Tales of mean rich people have sold well over the centuries. Even today, it’s not unusual to see yet another telling of A Christmas Carol and its sour, stingy main character, Ebenezer Scrooge. Despite his change of heart in the Dickens’ story, his name is still associated with miserliness and meanness.
Now there’s a new study suggesting that the higher paid a CEO is, the more likely he and his organization are to treat rank-and-file employees meanly. The study, conducted by Sreedhari Desai at Harvard, Jennifer George of Rice University and Arthur Brief of the University of Utah, concludes that“increasing executive compensation results in executives behaving meanly toward those lower down the hierarchy.”
To conduct the study and make the claim, the authors had to define meanness. To do so, they assigned “strength points” and “weakness points” to companies. Companies that offered employee profit sharing received strength points. Companies that have been penalized for employee mistreatment got dinged with weakness points. The authors then looked at each company’s executive compensation for correlations between executive income and meanness. They found a positive correlation; as executive income rose, meanness rose.

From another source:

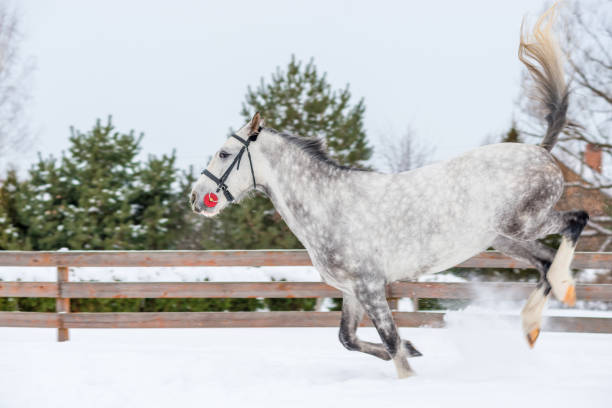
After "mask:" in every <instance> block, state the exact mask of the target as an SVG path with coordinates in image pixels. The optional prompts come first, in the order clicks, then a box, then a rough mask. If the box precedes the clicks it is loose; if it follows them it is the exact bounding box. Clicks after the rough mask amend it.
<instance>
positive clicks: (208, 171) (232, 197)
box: [201, 127, 261, 202]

In the study, the researchers cited everyone’s favorite whipping boy, Walmart, which has a large gap between executive pay and worker pay. “Walmart continues to make headlines year after year for violating wage laws, failing to provide adequate health care to employees, exploiting workers, taking an anti-union stance, and violating human rights in foreign countries. Some of the gory details involving its overseas operations include denying workers minimum wage, compulsory overtime, failing to provide adequate safety equipment to workers, and hiring child labor. Back in the U.S., Walmart’s executives’ behavior toward their employees has been just as mean.”
Read the study and draw your own conclusions. I’ve worked with highly paid CEOs and other senior executives. My experience has been that each is an individual case. I’ve run across my share of Scrooges, but I’ve also worked with a number who are decent, motivating team builders.

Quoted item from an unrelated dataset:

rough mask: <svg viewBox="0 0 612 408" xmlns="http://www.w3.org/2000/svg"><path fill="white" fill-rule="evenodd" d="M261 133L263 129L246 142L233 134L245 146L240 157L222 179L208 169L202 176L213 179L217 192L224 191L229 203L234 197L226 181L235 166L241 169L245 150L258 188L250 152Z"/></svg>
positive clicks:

I’ve observed over the years that those who come up through operations, such as plant managers, seem to be more concerned about the concerns, needs and well-being of workers than those who spend their career in the ivory towers of law, accounting and finance. It seems to be easier to think of workers as pieces in a game if you haven’t spent much time with them.
What do you think? Does money breed meanness in corporate life?
Grammar tip: I recently saw someone write that a person had come within a hare’s breath of winning a job, meaning the person was close but didn’t get the job. The correct phrase is “a hair’s breadth.” A hair is really thin, so if you come within a hair’s breadth of something, you’ve come really close.